Figure 2:Hi-C interaction map for assembled A. funestus scaffolds generated using the Juicebox Hi-C visualization program [47]. Darker colors indicate a higher frequency of chromatin interaction. The plot shows clear separation of chromosome boundaries and limited off-diagonal interactions, supporting the global structure of the chromosome-scale scaffolds. Note that the light colored “cross” centered near the centromere of chromosome 3 is the repetitive rDNA locus, which could not be confidently placed using the Hi-C data alone and may require future correction using other mapping techniques (see Methods).
Figure 3:Whole-genome alignment dotplot for Anopheles funestus and Anopheles gambiae genomes generated using D-GENIES [54]. A dot in the plot corresponds to a match between the corresponding genomic positions indicated on the axes.

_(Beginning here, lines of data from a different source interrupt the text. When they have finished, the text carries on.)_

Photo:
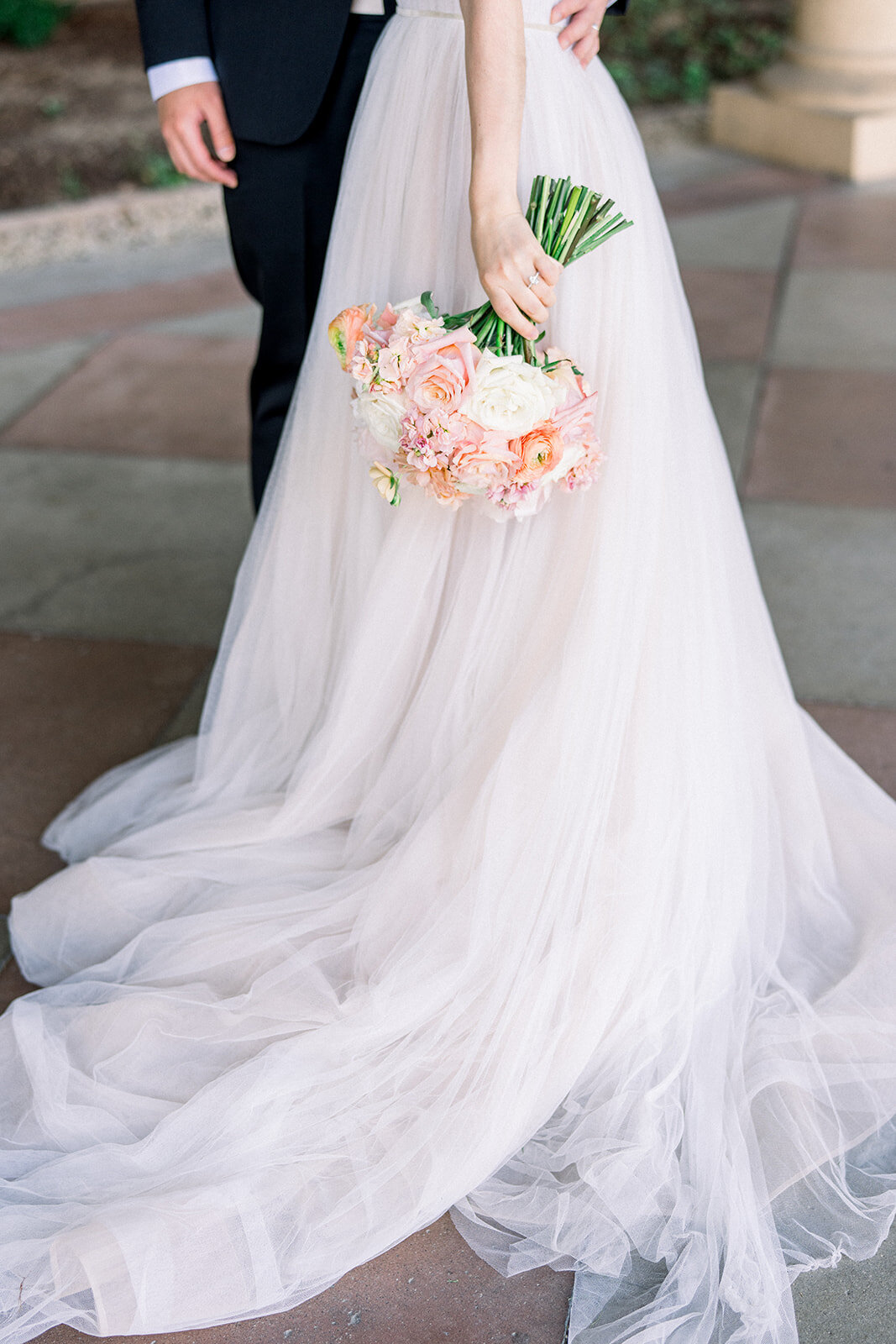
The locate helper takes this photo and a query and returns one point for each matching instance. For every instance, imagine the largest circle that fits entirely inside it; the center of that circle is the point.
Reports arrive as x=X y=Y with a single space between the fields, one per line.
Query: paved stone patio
x=123 y=508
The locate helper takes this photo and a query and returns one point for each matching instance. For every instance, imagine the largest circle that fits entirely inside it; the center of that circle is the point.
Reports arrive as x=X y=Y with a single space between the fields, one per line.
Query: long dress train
x=504 y=874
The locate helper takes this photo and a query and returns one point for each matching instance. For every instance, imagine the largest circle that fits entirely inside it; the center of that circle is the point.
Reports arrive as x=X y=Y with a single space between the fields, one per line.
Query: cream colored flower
x=510 y=396
x=385 y=483
x=383 y=417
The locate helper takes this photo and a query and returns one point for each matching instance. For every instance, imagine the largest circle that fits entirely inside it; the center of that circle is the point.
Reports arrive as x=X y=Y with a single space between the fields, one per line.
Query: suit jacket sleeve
x=172 y=30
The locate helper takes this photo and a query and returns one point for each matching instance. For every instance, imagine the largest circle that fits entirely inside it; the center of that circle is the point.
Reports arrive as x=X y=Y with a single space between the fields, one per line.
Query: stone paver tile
x=234 y=323
x=851 y=1304
x=110 y=548
x=732 y=391
x=731 y=309
x=741 y=237
x=839 y=319
x=848 y=228
x=71 y=709
x=429 y=1289
x=867 y=736
x=121 y=268
x=26 y=375
x=156 y=396
x=828 y=575
x=826 y=437
x=89 y=315
x=758 y=181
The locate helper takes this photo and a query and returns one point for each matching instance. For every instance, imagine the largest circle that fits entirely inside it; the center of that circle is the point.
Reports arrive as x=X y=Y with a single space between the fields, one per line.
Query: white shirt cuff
x=179 y=74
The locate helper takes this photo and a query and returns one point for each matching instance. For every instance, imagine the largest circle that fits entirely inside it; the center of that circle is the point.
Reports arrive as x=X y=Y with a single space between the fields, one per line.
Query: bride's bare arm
x=506 y=252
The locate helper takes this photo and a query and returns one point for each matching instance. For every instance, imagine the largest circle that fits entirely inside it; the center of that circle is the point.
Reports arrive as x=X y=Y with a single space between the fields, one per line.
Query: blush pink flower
x=484 y=461
x=345 y=329
x=443 y=374
x=587 y=468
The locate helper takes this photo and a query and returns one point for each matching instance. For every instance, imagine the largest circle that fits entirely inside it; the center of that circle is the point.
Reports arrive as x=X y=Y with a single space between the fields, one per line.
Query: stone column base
x=856 y=145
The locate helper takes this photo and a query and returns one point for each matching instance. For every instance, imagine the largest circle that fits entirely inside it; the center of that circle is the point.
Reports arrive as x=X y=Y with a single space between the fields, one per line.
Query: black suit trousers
x=280 y=218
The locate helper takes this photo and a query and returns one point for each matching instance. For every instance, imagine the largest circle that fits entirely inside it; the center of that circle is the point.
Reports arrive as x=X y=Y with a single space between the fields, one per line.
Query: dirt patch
x=76 y=114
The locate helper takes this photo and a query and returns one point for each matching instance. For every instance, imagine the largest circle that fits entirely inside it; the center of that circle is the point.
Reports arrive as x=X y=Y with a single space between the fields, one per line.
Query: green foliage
x=673 y=50
x=155 y=170
x=29 y=24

The A. gambiae reference genome is displayed on the x-axis, and the A. funestus AfunF3 primary assembly on the y-axis. A reciprocal whole-arm translocation between 2L and 3R is apparent, as well as substantial intra-chromosomal shuffling between these genomes.
Figure 4:GC content versus coverage plot for all assembled A. funestus contigs. The orange points denote the contigs classified by Kraken as A. funestus and green points denote everything else. A majority of the contigs are classified as A. funestus by Kraken, and there is no indication of extensive contamination.